Beverly Boyd, spokesperson for the department, said Texas goes further than any other state and the federal government in limiting the grams of fat and sugar that students can consume in a school day, downsizing portions of chips, cookies and other treats and restricting vending machines.
California in 2001 was the first to take steps to rid elementary schools of candy and soda vending machines, but the law still is not strictly enforced in all schools.
More than 28 states currently are considering legislation to attack obesity in children by banning sugary foods and soft drinks from vending machines in elementary schools, increasing physical activity or educating children on nutrition.
The Kentucky House passed abill in January that would replace junk food in school vending machines with healthier alternatives such as pretzels, crackers, nuts, milk, juice and water. The measure now goes to the Senate.
"What is going to turn lawmakers' heads is when they see a dollar sign for obesity costs for the state. Once they see this, they will start implementing programs into elementary schools," said Charlotte Postlewaite, a lead education policy analyst for The Council of State Governments.
Arkansas is one state that is using its tax authority to staunch unhealthy consumption, much like imposing taxes on cigarettes to curb smoking. It collects two cents per soft drink can and raises more than $40 million a year to help finance its state portion of Medicaid expenses.

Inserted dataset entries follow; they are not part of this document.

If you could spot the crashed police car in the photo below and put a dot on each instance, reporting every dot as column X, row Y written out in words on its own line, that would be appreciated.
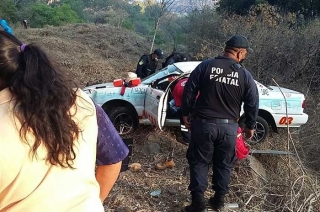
column 147, row 102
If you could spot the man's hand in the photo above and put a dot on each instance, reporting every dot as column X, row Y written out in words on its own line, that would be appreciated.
column 187, row 121
column 247, row 133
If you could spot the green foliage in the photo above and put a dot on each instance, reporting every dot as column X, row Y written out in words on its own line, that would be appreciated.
column 309, row 8
column 239, row 7
column 8, row 11
column 127, row 24
column 42, row 15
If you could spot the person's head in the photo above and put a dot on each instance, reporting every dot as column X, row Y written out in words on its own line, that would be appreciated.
column 157, row 54
column 237, row 47
column 42, row 99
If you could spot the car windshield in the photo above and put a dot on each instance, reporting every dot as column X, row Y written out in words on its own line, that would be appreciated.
column 161, row 73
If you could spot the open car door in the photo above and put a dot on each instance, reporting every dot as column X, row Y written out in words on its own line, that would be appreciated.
column 156, row 105
column 151, row 104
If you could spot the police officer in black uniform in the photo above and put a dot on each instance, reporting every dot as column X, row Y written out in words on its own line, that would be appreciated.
column 148, row 64
column 223, row 84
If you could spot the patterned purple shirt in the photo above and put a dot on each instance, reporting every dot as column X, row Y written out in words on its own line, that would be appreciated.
column 110, row 147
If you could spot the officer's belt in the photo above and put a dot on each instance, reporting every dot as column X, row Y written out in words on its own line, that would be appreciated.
column 217, row 120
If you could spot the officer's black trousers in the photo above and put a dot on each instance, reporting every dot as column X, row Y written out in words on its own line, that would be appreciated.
column 214, row 144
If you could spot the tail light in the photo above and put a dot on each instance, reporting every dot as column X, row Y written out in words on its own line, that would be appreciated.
column 304, row 104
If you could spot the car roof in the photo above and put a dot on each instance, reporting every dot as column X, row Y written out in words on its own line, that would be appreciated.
column 187, row 66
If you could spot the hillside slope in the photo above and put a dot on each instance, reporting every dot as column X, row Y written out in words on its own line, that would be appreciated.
column 90, row 53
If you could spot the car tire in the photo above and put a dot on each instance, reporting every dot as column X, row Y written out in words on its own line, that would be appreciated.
column 261, row 130
column 123, row 119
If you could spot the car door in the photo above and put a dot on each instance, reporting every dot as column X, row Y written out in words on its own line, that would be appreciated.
column 156, row 106
column 151, row 105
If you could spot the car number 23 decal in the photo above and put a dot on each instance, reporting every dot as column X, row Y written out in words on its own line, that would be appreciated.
column 285, row 120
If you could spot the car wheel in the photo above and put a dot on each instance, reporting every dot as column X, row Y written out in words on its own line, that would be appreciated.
column 123, row 119
column 261, row 130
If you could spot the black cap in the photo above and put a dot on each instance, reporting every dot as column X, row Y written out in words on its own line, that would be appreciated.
column 239, row 41
column 159, row 53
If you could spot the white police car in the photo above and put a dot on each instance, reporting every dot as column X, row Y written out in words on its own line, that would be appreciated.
column 148, row 103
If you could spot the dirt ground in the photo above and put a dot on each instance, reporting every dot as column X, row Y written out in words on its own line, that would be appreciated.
column 94, row 54
column 89, row 53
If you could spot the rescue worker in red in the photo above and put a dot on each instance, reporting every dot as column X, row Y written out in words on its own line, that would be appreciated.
column 148, row 64
column 224, row 84
column 177, row 96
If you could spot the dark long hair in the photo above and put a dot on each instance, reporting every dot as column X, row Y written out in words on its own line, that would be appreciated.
column 43, row 99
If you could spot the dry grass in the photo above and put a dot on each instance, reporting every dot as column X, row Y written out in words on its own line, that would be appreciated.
column 90, row 54
column 102, row 53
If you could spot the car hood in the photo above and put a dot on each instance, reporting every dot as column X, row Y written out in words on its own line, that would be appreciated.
column 102, row 85
column 284, row 90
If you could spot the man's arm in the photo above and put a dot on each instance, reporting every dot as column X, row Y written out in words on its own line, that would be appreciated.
column 251, row 102
column 141, row 64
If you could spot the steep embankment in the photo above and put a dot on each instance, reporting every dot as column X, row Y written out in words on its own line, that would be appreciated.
column 90, row 53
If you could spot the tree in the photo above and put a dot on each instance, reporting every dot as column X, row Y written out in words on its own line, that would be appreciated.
column 158, row 10
column 239, row 7
column 8, row 11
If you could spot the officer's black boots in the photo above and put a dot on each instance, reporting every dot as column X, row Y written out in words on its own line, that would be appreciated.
column 198, row 203
column 217, row 202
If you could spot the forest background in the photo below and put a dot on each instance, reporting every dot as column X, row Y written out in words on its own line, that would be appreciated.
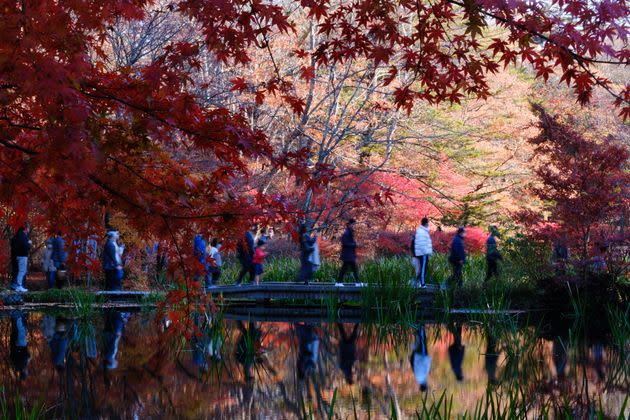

More and more states are considering such taxes to finance obesity and nutrition programs, the NGA study said.
Besides Huckabee in Arkansas, governors in Colorado and South Carolina also are leading their citizenry to battle the bulge through more physical activity.
In 2002, Republican Gov. Bill Owens and the Colorado Legislature launched "Colorado on the Move," a statewide initiative that concentrates on two main goals: walking an extra 2,000 steps a day and eating 100 fewer calories a day. With more than 200,000 members, it has participants in schools, workplaces and communities.
"The state legislators were one of the first groups of people to take part in this program," said Mary Barry, a faculty member at the University of Colorado Health Sciences Center.
Colorado's idea spread to the 50 states in 2003. Now, "America on the Move" plans to reach one million people by year's end and five million people within the next three years.
South Carolina Gov. Mark Sanford (R) is fighting obesity in his state by starting the "Family Fitness Challenge" with a cross-state bike ride that he and his family will do in May. He is challenging South Carolinians to come out and bike, run or walk with him for any part of the 160-mile bike ride over three days. His purpose is to encourage residents to make more healthy selections in their daily lives.
Florida Gov. Jeb Bush (R) created a task force in October 2003 to make recommendations on how to lower obesity rates. More than half of Florida's adults are overweight or obese, and without proper measures placed in schools, government officials fear that number will rise.
State legislatures also are being asked to grapple with obesity through the issue of whether consumers should be able to sue fast-food restaurants for making them fat. In June 2003, Louisiana became the first state to ban court actions blaming the food industry for causing adults and children to be overweight. Utah passed similar legislation this month, and at least 17 states have pending legislation that would block lawsuits, such as the one filed and thrown out in New York in 2003 against McDonald's.
Bills in Arizona, California, Colorado, Florida, Georgia, Idaho, Illinois, Kentucky, Mississippi, Missouri, Nebraska, New Hampshire, Ohio, Pennsylvania, South Dakota, Tennessee and Washington are designed to keep consumers whose eating habits make them fat from fattening their wallets by suing fast-food places.